Besondere Fürsorge braucht der Weltmeistersohn beim TSV 1860 offenkundig nicht. Nicht wegen seines Namens, nicht wegen seines jungen Alters, nicht wegen seiner fußballerischen Begabung. „Er ist einfach ein lieber, netter Junge“, sagte Trainer Markus Kauczinski am Dienstag über Noah Klose, „und ich gehe mit ihm um, wie ich mit jedem anderen auch umgehe. Ich glaube, das ist das Beste, was man tun kann.“
Klar, normal, menschlich korrekt. Mit dem Ballast, der Filius des frühen Bayern-Torjägers und heutigen Nürnberg-Trainers Miroslav Klose zu sein, müsse er letztlich selbst zurechtkommen.

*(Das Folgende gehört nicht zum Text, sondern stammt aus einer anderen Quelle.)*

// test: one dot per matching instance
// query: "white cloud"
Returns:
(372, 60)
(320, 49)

Und das gelingt Klose junior bislang ganz gut. Am Samstag beim TSV Havelse (5:0) kam er mit 21 Jahren und 15 Tagen zu seinem Profidebüt, neun Spielminuten wurden es, einen Abschluss wies die Statistik aus. Wohin die Reise gehen kann, dafür hat Kauczinski noch kein Gespür entwickelt. Dafür ist das Bild an Eindrücken noch nicht komplett. „Ich weiß noch nicht“, erläuterte der 55-Jährige, „wie das letzte Durchsetzungsvermögen bei ihm ist, deswegen ist es für mich noch ein zartes Pflänzchen.“
Kauczinski über Klose: „Ich sehe da jetzt keinen Riesenhype“
Eines, das Kauczinski beständig gießen will und wird, denn Klose hat es sich in den letzten Wochen verdient, im oder zumindest im Dunstkreis der ersten Mannschaft zu bleiben. „Ich sehe da jetzt keinen Riesenhype“, sagte der Coach zwar, aber eben auch: „Da waren Möglichkeiten, die hat er auch im Training genutzt.“ Also wird der beste Torjäger der U21 vielleicht eine weitere Jokerchance in der Dritten Liga erhalten, wenn es die Situation hergibt.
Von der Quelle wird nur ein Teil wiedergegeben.